I would like to know the limits and the internals for different Smalltalk flavours. (I did not perform any test and could not find any articles about it)

Edit: First thank you everyone (@LeandroCaniglia, @JayK, @aka.nice). The very first version was - the slowdowns were caused by way to many operations: open, write, close. Writen line by line:

write: newString to: aFile
    "Writes keyName, keyValue to a file"

    "/ aFile is UTF16-LE (Little Endian) Without Signature (BOM)
    aFile appendingFileDo: [ :stream | 
        stream nextPutAllUtf16Bytes: newString MSB: false
    ]

The second version, way faster but still not correct. There was an intermediary stream which was written in chunks was:

write: aWriteStream to: aFile
    "Writes everything written to the stream"

    "/ aFile is UTF16-LE Without Signature
    aFile appendingFileDo: [ :stream | "/ withoutTrailingSeparators must be there as Stream puts spaces at the end
        stream nextPutAllUtf16Bytes: (aWriteStream contents withoutTrailingSeparators) MSB: false
    ]

The third version after Leandro's anwer and you advice (I looked at the buffer - size is defined as __stringSize(aCollection) when available buffer/memory is exhausted, then it is written into file. I have removed #write:to: all together and now the stream is defined as:

anAppendFileStream := aFile appendingWriteStream.

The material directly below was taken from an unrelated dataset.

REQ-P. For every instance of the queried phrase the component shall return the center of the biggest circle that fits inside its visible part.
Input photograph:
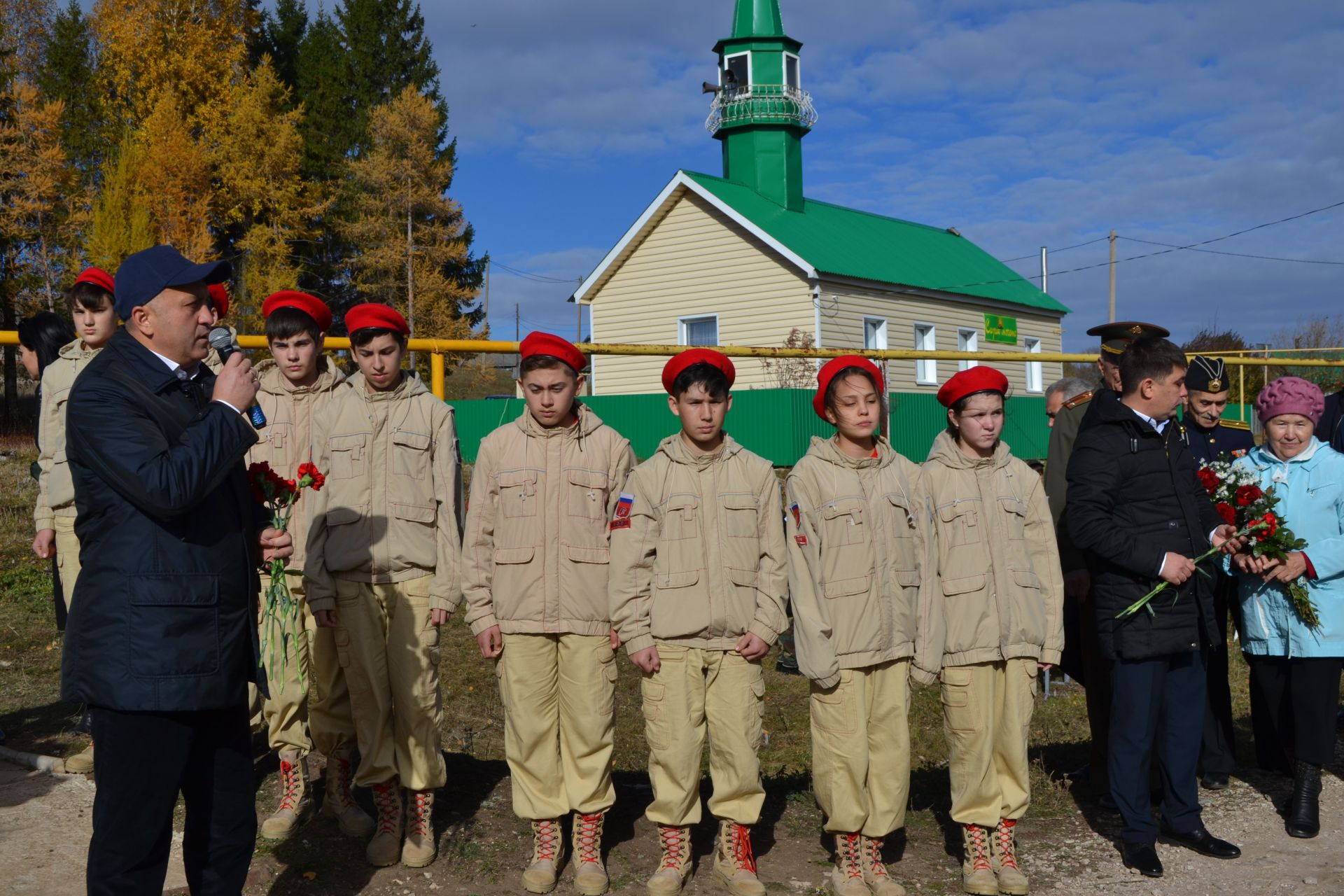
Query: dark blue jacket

Every method that takes play in the stream now uses:

anAppendFileStream nextPutUtf16Bytes: aCharacter MSB: false.

or

anAppendFileStream nextPutAllUtf16Bytes: string MSB: false

As for the buffer size itself:

There are buffer size logic where guessing of the buffer length takes places e.g.#nextPutAll: - bufLen = (sepLen == 1) ? len : (len + ((len/4) + 1) * sepLen);), where sepLen is defined based on separator size (EOF, cr, crlf).

There cen be different buffer sizes for different methods e.g. #copyToEndFrom: - for windows: bufferSize := 1 * 1024 or *nix bufferSize := 8 * 1024 [kB].


Solution

  • You are asking for best practices, so in that regard I would say that the best practice is to dump data on streams regardless of whether the particular stream is associated to a file or not. In your case, this means that you shouldn't be using an intermediate stream before getting to the real one on disk.

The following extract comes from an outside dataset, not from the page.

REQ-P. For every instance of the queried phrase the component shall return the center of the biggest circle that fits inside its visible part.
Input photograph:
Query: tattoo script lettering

    Now, given the performance issue you encountered, my recommendation would be to better understand the cause of it as opposed to finding a workaround, as you are trying to do.

    In the case of streams, the main reason for a nextPutAll: operation to perform poorly is that the particular flavor of the particular message, nextPutAllUnicode: in your case, is not taking advantage of the optimizations built into the specific stream class.

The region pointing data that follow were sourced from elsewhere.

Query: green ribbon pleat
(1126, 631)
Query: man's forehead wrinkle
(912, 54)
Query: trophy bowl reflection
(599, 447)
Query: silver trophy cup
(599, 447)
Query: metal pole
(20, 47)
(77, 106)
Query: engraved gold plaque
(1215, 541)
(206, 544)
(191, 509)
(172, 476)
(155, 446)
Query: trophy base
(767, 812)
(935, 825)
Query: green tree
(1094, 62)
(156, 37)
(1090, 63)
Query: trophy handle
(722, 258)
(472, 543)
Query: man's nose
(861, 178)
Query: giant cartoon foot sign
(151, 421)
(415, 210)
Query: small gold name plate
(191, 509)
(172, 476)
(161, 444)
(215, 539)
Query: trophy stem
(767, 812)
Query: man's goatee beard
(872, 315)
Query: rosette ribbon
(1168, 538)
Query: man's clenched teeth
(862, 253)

    More precisely, most streams optimize nextPutAll: (and friends) by dumping the data argument in one operation. This is usually much faster than the semantically equivalent iteration:

    data do: [:token | stream nextPut: token]
    

    which not only sends many more messages than the single operation optimization, it also exacerbates the time taken by FFI, etc.

    So, to give you a hint on a line of action, my suggestion would be to debug the code and see why nextPutAllUnicode: is not being optimized, and with that understanding change your code so that it will allow the single operation to happen.